# EA or just friends?



## caretoomuch (Nov 18, 2008)

I'm new here. I can't believe I am here, either.

I have been married for almost 15 years, 4 kids. My wife just started working at a factory 3rd shift one year ago. We recently got rid of our home phone, and I got her a cell on my plan. I was shocked, after the first month she talked to a number 22 times, for over two hours. One morning she took a call, walked into the other room and talked softly. I called the number, it was a man.

He would always call when I wasn't around.

When I asked her about it, she said they were just friends. She had never mentioned his name before. I told her it was excessive, and that he may end up falling for her. He is single. She agreed. After 2 more weeks, she was still talking to him, but he would block the caller ID so it would show up as restricted. I again confronted her, about how it wasn't healthy or normal. It was then that she admitted he had a crush on her. And she knew this when I first confronted her, but never told me. She said she finally told him it needed to stop, but that she also had never seen him outside of work, and that it was not an affair.

Recently, she withdrew money from the bank, and I asked her what it was for, she said for a birthday gift. Suddenly, she was using only 1/3 the cell phone minutes as she usually had. I immediately thought she had bought a tracfone. The other night I found the box, and got the number. I called it (while she was sleeping, she works nights) and she answered. I am distressed that she keeps a secret phone under the pillow to take calls from him. I confronted her, she said she got it for the kids. I asked to see the call log, as I was sure it showed his number over and over. Plus she kept all this secret. I asked her about him last week, and she said she hadn't seen him in a long time, (although she was talking to him on the phone)

She says they are just friends, and that I am making too big of a deal about this. I try to make her realize that emotional affairs are exactly what she is in. I even told her she is confiding in him, and not me, and that isn't healthy for a marriage.

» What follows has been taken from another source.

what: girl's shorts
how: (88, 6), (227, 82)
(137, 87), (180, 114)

Please give me your thoughts. I have been extra patient, attentive, caring, and understanding lately, but she still deceives me. She doesn't see the harm it is doing to me.


----------



## Amplexor (Feb 13, 2008)

This is most definitely and EA. She is in denial about how much TOM means to her. I suspect she is enjoying the attention of another and we all feel good when we get attention. She is being deceptive in this and has lied to you about it. She definitely knows this is wrong. The first thing to do is to determine what it is she gets from him she doesn’t feel she gets from you. It is time to address this issue before it takes the next step. Have you discussed counseling?


----------



## justean (May 28, 2008)

the issue here are the secrets. there are to many of them and they are escalating at a quick rate.
matters like this need firmness from yourself that you wont tolerate it.
sometimes the word ultimatum is required.
i agree with amplexor and her enjoying the attention.


----------



## Cooper (Apr 18, 2008)

I put up with two years of lies and secret phone calls and text.
Now my wife's "friend" who also was one of her best friends boy friend has become my wife's lover. The sex part has been going on for nearly a year, she has moved out after a 20 year marriage leaving me with the kids so she can be with her "friend". 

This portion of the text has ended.